Bliss, modern yaşamın monotoniği ve kişinin inandığı gerçekliğin çarpıştığı bir senaryo sunarak izleyiciyi hem düşündüren hem de duygusal anlamda etkileyen bir film. Filmin merkezinde, boşanmış ve işinden yeni kovulmuş olan Greg karakteri var. Greg, hayatı bir enkaza dönüşmüşken karşılaştığı esrarengiz Isabel'in onu gerçeğin aslında algıladığından çok daha farklı olabileceğine inandırmaya çalışmasıyla değişik bir maceraya sürükleniyor.
Isabel, bizim bildiğimiz dünyanın aslında bir simülasyon olduğunu ve daha güzel, 'gerçek' bir dünyanın var olduğu iddiasıyla Greg'i bir dizi sıra dışı deneyime katılmaya ikna eder. Bu iddianın ışığında, izleyici film boyunca hangi dünyanın gerçek, hangi dünyanın bir yanılsama olduğu sorusuyla baş başa bırakılıyor.

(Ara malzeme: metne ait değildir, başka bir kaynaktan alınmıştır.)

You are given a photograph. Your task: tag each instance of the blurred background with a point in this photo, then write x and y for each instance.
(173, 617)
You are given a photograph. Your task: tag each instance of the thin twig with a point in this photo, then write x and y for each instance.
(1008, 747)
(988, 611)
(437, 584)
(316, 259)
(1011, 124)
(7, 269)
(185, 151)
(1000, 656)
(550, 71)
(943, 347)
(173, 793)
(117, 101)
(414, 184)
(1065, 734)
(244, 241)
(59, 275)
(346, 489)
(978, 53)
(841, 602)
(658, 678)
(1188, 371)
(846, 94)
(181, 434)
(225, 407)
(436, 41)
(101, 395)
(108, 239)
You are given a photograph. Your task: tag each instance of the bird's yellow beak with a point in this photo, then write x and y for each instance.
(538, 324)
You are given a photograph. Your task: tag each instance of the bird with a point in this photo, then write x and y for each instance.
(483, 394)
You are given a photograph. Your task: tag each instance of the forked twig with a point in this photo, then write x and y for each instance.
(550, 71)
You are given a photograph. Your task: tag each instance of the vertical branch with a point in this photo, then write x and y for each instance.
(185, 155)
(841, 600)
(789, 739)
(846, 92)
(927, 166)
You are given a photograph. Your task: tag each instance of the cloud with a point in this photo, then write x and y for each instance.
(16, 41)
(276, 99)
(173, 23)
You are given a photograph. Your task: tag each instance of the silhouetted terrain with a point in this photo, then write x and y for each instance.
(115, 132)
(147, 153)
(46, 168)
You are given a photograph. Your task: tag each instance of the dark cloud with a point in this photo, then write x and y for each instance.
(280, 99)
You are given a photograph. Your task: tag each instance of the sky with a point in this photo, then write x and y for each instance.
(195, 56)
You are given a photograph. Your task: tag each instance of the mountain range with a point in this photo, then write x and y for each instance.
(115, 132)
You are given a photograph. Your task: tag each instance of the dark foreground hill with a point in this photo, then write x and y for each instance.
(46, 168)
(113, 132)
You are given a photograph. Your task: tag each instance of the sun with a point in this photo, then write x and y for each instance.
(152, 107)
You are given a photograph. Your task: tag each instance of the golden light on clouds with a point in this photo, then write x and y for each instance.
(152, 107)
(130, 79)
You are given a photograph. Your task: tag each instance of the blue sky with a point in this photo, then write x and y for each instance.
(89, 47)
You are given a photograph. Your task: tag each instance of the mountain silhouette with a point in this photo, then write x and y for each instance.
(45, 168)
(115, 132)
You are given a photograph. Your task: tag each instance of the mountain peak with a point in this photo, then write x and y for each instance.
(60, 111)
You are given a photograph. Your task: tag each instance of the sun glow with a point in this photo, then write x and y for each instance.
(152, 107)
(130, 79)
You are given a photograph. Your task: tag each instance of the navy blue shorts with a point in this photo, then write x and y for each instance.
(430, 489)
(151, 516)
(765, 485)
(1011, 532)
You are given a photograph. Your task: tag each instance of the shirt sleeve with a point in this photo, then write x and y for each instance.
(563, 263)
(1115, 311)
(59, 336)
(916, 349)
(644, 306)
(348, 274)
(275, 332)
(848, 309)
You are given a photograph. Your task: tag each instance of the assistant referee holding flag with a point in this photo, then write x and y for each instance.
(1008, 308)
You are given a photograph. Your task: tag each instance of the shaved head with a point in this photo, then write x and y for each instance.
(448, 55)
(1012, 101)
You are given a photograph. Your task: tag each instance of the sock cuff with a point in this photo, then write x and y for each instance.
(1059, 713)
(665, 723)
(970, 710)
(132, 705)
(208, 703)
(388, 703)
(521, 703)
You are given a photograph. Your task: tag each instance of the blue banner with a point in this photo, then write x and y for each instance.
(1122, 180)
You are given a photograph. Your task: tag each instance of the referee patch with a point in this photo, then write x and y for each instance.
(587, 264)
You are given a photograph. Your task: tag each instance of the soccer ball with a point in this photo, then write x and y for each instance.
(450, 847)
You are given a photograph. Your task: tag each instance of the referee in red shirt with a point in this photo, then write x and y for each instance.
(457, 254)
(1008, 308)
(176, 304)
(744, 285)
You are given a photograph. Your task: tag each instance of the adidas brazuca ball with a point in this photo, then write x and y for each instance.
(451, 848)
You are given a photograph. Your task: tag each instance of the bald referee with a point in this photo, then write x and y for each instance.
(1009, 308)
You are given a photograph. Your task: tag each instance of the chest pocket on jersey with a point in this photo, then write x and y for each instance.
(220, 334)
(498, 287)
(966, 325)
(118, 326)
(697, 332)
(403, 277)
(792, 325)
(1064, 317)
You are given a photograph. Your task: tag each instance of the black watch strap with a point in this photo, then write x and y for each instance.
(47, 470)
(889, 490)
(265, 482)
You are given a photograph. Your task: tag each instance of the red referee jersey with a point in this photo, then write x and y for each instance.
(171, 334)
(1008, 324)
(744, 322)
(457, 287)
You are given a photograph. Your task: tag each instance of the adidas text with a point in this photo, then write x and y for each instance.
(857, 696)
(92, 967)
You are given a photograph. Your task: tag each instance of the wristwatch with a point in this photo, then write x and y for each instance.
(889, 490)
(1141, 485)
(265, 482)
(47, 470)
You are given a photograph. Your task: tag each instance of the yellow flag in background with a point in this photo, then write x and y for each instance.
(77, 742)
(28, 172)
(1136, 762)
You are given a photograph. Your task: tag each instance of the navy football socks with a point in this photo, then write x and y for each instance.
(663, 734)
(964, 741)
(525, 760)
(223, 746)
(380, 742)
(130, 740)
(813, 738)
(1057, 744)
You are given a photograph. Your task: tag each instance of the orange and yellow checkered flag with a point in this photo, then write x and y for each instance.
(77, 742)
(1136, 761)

Film, bir yandan aşk, aile ve bağlılık temalarını işlerken, bir yandan da distopik ve ütopik unsurları harmanlayarak oldukça değişik bir anlatı sunuyor. Oyunculuk performansları ise hikayenin derinliği ile birleşince izleyici üzerinde kalıcı bir etki bırakıyor. Salgılandığı atmosfer, izleyiciye yer yer huzur ve mutluluk verirken, aynı zamanda distopik bir dünyada yaşamanın getirdiği iç bulantısını da hissettiriyor.
Bliss filmi, gerçeklik kavramını sorgulatan anlatımıyla dikkat çekiyor. Özellikle izleyicinin kendi yaşamına dair düşünmesini sağlayan ve bu düşüncelerini derinleştiren bir yapıya sahip. İzleyici açısından filmi neyin daha hakiki kıldığına dair ilginç sorular ortaya atıyor ve bazen cevaptan çok, sorunun kendisiyle meşgul ediyor.
Genel olarak, Bliss'i izlemek izleyicileri hem görsel hem de zihinsel bir yolculuğa çıkarıyor. Eğer siz de farklı hikayelerden hoşlanıyorsanız, kesinlikle izlemeniz gereken bir film!